Researchers at the Department of Energy’s Lawrence Berkeley National Laboratory (Berkeley Lab) and UC Berkeley have created a sort of nanoscale display case that enables new atomic-scale views of hard-to-study chemical and biological samples.
Their work could help to reveal new structural details for a range of challenging molecules — including complex chemical compounds and potentially new drugs — by stabilizing them inside sturdy structures known as metal-organic frameworks (MOFs).
The researchers introduced a series of different molecules that were chemically bound inside these porous MOFs, each measuring about 100 millionths of a meter across, and then used X-ray techniques to determine the precise molecular structure of the samples inside the MOFs.
The samples ranged from a simple alcohol to a complex plant hormone, and the new method, dubbed “CAL” for covalent alignment (the molecules form a type of chemical bond known as a covalent bond in the MOFs), enables researchers to determine the complete structure of a molecule from a single MOF crystal that contains the sample molecules in its pores.
The MOFs in the study, which are identical and are easy to manufacture in large numbers, provided a sort of backbone for the sample molecules that held them still for the X-ray studies—the molecules otherwise can be wobbly and difficult to stabilize.
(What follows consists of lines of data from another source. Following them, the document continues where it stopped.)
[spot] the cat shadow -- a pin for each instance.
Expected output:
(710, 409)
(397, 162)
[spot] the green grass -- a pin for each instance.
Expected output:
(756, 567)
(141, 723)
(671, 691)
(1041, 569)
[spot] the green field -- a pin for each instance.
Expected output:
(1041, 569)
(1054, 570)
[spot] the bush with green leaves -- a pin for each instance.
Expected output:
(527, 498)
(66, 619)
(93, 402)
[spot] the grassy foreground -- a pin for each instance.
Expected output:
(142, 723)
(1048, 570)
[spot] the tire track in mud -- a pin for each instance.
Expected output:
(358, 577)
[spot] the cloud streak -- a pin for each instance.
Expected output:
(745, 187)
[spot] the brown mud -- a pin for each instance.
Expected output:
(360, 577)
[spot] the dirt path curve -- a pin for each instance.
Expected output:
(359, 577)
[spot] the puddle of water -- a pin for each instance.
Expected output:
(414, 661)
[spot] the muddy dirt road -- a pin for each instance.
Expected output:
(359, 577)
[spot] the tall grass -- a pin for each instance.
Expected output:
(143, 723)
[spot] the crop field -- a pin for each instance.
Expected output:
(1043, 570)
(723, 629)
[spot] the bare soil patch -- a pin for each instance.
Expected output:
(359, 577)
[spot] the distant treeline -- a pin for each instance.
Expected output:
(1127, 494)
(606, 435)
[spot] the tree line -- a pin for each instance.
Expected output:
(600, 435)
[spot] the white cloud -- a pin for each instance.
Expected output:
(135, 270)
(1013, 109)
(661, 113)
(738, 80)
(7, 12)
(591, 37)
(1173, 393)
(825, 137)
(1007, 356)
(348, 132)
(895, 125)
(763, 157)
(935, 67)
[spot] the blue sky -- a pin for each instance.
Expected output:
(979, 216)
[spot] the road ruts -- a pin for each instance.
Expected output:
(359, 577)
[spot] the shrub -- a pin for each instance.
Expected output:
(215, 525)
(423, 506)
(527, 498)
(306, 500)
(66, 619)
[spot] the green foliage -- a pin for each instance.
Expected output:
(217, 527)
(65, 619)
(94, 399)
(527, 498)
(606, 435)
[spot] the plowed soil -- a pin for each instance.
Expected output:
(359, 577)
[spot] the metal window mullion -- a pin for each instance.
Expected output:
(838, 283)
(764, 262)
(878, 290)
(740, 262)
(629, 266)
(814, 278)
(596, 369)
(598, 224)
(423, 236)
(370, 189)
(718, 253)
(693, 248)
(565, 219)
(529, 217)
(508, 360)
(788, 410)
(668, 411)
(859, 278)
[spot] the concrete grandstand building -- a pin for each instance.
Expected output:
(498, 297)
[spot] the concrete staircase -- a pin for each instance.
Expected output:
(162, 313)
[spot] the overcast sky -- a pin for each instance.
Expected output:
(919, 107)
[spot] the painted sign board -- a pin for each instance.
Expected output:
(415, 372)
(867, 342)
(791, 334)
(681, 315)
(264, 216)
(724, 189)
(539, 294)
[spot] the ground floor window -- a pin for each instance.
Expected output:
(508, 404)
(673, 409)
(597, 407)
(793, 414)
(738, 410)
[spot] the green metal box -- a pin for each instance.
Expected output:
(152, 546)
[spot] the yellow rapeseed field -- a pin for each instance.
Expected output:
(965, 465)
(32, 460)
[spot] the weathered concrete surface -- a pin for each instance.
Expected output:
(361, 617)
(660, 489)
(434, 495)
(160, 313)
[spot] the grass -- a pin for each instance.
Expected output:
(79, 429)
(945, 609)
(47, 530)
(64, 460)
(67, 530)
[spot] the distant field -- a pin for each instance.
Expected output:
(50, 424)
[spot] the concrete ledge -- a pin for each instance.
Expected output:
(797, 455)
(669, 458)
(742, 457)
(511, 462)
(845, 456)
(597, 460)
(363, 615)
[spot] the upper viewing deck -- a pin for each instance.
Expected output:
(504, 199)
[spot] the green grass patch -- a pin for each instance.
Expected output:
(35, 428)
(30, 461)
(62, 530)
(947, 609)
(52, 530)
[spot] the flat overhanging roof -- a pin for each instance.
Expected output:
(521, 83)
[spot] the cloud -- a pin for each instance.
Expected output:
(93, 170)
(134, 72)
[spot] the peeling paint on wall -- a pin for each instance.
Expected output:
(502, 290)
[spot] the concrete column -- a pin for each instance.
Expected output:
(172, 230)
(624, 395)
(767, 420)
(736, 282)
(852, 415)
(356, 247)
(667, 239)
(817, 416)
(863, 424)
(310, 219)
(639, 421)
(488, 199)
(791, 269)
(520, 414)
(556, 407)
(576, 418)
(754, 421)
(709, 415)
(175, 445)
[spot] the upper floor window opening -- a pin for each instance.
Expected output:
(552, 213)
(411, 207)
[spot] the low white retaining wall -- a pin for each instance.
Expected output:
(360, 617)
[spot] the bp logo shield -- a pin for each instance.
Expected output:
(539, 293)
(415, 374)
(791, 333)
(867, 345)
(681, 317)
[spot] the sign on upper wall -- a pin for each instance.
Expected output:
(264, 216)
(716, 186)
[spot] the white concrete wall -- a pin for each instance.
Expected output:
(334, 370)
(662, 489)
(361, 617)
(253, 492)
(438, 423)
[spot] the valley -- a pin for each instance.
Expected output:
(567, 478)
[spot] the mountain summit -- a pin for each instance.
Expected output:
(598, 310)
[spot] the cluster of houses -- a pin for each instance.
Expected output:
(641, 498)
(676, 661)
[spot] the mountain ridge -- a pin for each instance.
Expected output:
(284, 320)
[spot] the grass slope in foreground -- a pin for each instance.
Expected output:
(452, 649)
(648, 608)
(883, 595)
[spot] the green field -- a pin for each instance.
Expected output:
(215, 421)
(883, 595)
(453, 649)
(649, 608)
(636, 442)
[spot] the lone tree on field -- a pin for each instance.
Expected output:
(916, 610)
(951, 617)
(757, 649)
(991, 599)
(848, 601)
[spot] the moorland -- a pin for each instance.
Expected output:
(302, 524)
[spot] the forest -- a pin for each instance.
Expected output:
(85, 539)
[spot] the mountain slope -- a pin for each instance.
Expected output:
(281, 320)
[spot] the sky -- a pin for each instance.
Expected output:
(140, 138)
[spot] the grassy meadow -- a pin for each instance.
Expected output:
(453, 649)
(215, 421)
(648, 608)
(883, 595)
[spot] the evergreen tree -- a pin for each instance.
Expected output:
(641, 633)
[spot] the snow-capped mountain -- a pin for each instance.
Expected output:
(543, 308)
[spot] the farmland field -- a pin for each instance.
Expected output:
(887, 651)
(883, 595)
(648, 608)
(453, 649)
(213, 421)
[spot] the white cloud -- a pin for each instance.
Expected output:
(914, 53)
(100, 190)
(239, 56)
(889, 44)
The researchers prepared the samples by dipping the MOFs into solutions containing different molecular mixes and then heating them until they crystallized.
“We wanted to demonstrate that any of these molecules, no matter how complex, can be incorporated and their structure determined inside the MOFs,” said Omar Yaghi, a materials scientist at Berkeley Lab and chemistry professor at UC Berkeley who led the research.
The MOFs also possess a particular handedness known as “chirality” — like a left-handed person vs. a right-handed person — that selectively binds with molecular samples that also possess this handedness. The difference in a molecule’s handedness is particularly important for pharmaceuticals, as it can mean the difference between a medicine and a poison.
One of the best methods for studying any molecule’s 3-D structure in atomic detail is to form it into a crystal. Then, researchers point intense X-ray light at the crystal, which produces a pattern of spots—like light off of a disco ball. Such patterns serve as a fingerprint for fully mapping the molecule’s 3-D structure.
Some molecules are difficult to form into crystals, though, and the process of crystallizing a single molecule can in some cases involve years of effort and expense.
“To crystallize a molecule typically involves a trial-and-error method,” Yaghi said. “Every chemist and biologist has to submit to this process. But in this MOF material you don’t need all that—it traps the molecule and orders it. It’s a way to bypass that trial-and-error approach to crystallography.”
Importantly, the MOFs in the latest study did not appear to distort the natural, intact structure of the molecules. Researchers say it’s possible to determine the complete 3-D structure of a molecule even if the samples only fill about 30 percent of a MOF’s pores.
In all, the researchers studied 16 different molecules bound inside the MOF pores, including a plant hormone called jasmonic acid whose chiral structure had never been directly determined before, other plant hormones known as gibberellins, methanol, and other acids and alcohols.